Guyana extends over about 214 thousand square kilometers in the north of the South American continent. In the west it borders with Venezuela, the south with Brazil, to the east with Surinam and has access to the Atlantic Ocean. Geographically is divided into three parts: the coastal lowlands, forested central part and upland part of the inner area to the border with Brazil, which rises the highest peak in the country – Roraima.
Its population consists of ancestors escaped and freed slaves with well-established authentic culture, mixed with Indian, Indonesian, Lao, Chinese and Brazilian immigrants and with a little French, British and Dutch colonialism. The result of this mixed nation makes Guiana one of the most diverse regions of the continent.
The climate is tropical, mostly hot and humid. Rainy periods are from May to mid-August and from mid-November to mid-January.
Guyana has the cleanest tropical rain-forest on the planet, ideal for most kinds of adventure of ecotourism. Iwokrama, the rainforest has largest number of fish and bats in the world. Also, it is home to South America’s largest cat, the jaguar, the largest river turtles in the world, snakes, anteaters, rodents, otters, eagles and caiman.
Rupununi savannah is also worth for visiting. These plains, make the exceptional diversity of wildlife. Rivers filled with caimans, the largest water lily in the world and a variety of colorful birds, passing through the golden grass plains.

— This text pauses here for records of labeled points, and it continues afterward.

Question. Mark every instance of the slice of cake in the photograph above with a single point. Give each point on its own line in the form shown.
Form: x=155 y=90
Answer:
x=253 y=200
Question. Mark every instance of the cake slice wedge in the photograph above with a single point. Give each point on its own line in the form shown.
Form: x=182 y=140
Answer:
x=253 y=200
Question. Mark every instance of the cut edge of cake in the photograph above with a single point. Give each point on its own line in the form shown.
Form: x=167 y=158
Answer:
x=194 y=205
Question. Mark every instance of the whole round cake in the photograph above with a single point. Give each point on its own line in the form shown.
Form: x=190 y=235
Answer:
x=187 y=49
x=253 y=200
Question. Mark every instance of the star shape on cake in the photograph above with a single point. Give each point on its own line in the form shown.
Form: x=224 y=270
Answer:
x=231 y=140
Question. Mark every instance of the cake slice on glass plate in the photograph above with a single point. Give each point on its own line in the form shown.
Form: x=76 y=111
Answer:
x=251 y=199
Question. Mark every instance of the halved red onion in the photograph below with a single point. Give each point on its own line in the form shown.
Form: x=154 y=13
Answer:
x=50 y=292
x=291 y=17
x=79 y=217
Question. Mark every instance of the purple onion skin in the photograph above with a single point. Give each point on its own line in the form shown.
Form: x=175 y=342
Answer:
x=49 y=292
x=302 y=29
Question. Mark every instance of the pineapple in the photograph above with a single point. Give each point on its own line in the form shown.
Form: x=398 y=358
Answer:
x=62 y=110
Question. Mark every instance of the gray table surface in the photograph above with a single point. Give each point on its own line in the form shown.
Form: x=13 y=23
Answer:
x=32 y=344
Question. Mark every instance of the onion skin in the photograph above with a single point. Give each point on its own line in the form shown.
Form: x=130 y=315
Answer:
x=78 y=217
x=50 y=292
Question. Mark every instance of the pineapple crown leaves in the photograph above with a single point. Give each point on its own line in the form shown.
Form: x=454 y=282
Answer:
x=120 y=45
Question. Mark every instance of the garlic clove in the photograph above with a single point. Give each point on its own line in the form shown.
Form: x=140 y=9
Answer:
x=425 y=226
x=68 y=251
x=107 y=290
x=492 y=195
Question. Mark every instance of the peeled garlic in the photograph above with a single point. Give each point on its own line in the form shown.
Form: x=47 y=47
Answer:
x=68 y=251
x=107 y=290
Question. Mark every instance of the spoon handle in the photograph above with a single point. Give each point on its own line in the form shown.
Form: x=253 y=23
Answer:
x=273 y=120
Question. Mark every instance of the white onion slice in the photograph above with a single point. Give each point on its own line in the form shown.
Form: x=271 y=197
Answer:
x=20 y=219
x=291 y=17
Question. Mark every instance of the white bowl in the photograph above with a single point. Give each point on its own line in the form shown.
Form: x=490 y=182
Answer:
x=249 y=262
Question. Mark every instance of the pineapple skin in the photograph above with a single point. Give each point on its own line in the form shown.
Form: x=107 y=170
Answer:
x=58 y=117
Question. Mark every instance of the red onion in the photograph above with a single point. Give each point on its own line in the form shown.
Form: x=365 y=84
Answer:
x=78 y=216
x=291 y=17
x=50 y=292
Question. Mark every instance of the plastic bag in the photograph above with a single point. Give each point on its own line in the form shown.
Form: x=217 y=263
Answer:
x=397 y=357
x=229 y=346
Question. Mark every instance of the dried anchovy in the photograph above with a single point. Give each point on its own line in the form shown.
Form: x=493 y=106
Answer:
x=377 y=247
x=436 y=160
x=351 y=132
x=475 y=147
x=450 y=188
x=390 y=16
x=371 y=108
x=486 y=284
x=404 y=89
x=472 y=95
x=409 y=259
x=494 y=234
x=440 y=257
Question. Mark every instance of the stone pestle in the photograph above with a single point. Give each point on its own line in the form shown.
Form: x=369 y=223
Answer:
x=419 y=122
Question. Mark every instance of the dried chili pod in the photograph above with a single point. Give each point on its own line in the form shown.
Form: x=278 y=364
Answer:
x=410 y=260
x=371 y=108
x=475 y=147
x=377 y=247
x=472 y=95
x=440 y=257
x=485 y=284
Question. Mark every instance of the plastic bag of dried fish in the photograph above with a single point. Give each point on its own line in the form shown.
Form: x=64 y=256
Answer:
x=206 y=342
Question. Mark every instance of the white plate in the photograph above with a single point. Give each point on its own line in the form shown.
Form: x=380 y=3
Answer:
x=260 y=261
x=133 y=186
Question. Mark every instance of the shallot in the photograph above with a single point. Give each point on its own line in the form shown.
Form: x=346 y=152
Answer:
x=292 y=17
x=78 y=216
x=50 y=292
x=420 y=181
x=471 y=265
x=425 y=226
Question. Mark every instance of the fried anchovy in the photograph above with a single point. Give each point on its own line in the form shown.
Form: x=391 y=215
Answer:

The best thing in Guyana is Kaieteur Falls. Maybe you have already been to the Angelic or the Iguazu waterfalls, you have seen Niagara Falls or you are not particularly interested in waterfalls. It does not matter, visit Kaieteur Falls. Watching 30,000 liters of water falling over a cliff with a height of 250m, amid misty and ancient jungle without a tourist in sight is a once in a lifetime experience.
Lack of tourist infrastructure makes travel in Guyana challenging and expensive, but is incredibly rewarded.